Four cases of AA with diffuse CD34 positivity in the stromal cells have been reported (Table 2). Alveolar adenoma patients with diffuse CD34 positivity, including our case, are relatively younger (39 vs 53 years old). There has been no recurrence after 7 to 132 months post-surgery follow-up. The immunohistochemical CD34 positivity of the interstitial spindle cells has been proposed as evidence of the primitive mesenchymal cell of the alveolar septum adjacent to the capillary differentiated into specific lineages,3,8 which is against stromal reaction secondary to the epithelial proliferation.9,10 Diffuse CD34 positivity in the stromal cells, although rare, further supports the neoplastic origin of AA. Alveolar adenoma with CD34-positive stromal cells should be differentiated from solitary fibrous tumor on a biopsy specimen. The presence of epithelial cells and the lack of staghorn-like vasculature and STAT6 immunoreactivity preclude the diagnosis of solidary fibrous tumor on a biopsy. In addition, there are limited data on molecular alterations in AA. Only one case reported shows der (16)t(10;16)(q23; q24) in fluorescence in situ hybridization study. 9
Clinical Features of Reported Cases of CD34-Positive AA.

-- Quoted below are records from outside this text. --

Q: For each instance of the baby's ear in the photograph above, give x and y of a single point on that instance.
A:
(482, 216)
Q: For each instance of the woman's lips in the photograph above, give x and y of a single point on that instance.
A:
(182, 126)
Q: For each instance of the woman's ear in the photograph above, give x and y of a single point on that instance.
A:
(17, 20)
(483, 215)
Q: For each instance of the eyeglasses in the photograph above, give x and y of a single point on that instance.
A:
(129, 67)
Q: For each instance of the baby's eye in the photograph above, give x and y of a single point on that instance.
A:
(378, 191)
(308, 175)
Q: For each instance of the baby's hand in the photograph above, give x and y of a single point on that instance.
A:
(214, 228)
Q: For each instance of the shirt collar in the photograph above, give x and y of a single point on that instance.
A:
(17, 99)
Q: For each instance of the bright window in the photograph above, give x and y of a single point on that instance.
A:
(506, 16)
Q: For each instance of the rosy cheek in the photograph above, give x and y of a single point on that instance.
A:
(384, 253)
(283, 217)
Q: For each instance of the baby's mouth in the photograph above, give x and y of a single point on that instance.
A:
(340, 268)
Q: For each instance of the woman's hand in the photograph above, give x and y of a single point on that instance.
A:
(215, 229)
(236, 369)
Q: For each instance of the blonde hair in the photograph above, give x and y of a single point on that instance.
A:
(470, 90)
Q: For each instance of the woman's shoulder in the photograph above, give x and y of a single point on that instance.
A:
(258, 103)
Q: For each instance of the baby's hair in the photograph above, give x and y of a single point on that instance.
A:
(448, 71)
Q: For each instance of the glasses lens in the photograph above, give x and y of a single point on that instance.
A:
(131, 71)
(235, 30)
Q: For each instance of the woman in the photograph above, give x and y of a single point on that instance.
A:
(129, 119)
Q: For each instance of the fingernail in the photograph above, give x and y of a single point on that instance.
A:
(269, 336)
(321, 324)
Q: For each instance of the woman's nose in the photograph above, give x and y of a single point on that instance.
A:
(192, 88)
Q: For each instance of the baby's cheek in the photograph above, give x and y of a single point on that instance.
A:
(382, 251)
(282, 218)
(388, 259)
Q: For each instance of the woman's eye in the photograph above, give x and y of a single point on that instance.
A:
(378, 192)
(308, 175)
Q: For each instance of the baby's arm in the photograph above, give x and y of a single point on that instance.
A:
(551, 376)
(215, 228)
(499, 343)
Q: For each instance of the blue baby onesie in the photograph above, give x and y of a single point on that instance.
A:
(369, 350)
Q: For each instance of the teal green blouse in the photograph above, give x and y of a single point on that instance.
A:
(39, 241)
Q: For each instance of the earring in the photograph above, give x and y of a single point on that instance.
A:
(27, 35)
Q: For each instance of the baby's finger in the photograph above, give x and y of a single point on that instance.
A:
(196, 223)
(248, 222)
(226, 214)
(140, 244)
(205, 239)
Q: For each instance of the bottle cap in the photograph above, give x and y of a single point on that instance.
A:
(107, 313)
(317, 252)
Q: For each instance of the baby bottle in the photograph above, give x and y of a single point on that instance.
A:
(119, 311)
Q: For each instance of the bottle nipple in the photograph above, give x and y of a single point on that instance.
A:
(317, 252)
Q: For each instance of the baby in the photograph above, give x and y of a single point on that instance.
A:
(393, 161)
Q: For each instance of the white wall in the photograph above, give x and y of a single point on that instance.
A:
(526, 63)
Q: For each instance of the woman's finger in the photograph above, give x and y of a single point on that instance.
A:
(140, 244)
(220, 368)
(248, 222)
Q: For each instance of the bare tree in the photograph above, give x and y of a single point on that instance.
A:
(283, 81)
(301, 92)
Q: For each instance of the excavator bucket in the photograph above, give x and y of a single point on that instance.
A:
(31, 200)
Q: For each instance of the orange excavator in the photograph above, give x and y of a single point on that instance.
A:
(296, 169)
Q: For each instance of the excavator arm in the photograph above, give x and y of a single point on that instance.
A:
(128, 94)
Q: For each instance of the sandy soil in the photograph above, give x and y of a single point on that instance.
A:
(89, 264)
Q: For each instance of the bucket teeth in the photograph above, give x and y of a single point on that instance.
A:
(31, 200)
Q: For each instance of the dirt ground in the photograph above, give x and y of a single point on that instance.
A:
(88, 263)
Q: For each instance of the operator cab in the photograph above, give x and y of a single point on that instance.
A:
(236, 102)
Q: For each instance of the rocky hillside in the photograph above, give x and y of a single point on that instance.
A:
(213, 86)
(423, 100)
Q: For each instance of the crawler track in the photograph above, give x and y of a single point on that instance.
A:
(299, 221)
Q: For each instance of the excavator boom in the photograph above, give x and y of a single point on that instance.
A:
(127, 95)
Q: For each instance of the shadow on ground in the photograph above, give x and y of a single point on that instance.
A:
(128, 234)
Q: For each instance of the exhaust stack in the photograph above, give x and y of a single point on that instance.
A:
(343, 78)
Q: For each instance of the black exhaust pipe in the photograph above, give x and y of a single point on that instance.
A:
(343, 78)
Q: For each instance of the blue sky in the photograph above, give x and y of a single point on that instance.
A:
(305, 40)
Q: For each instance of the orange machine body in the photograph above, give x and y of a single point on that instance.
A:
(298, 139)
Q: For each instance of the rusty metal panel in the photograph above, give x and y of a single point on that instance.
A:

Abbreviations: F, female; M, male; RUL, right upper lobe; LLL, left lower lobe.
In conclusion, AA should be considered when dealing with a solitary pulmonary nodule. Recognition of its characteristic morphology and immunohistochemical pattern is the key to distinguishing it from other differential diagnoses. Especially, AA with CD34 diffusely positive stromal cells should be differentiated from solitary fibrous tumor on a biopsy specimen. CD34 positivity may help decipher its histogenesis. More molecular studies and case reports are needed to further characterize this rare neoplasm.
Footnotes
Declaration of Conflicting Interests
The author(s) declared no potential conflicts of interest with respect to the research, authorship, and/or publication of this article.
Funding
The author(s) received no financial support for the research, authorship, and/or publication of this article.
Ethics Approval
Our institution does not require ethical approval for reporting individual cases or case series.
Informed Consent
Informed consent for patient information to be published in this article was not obtained because of case report.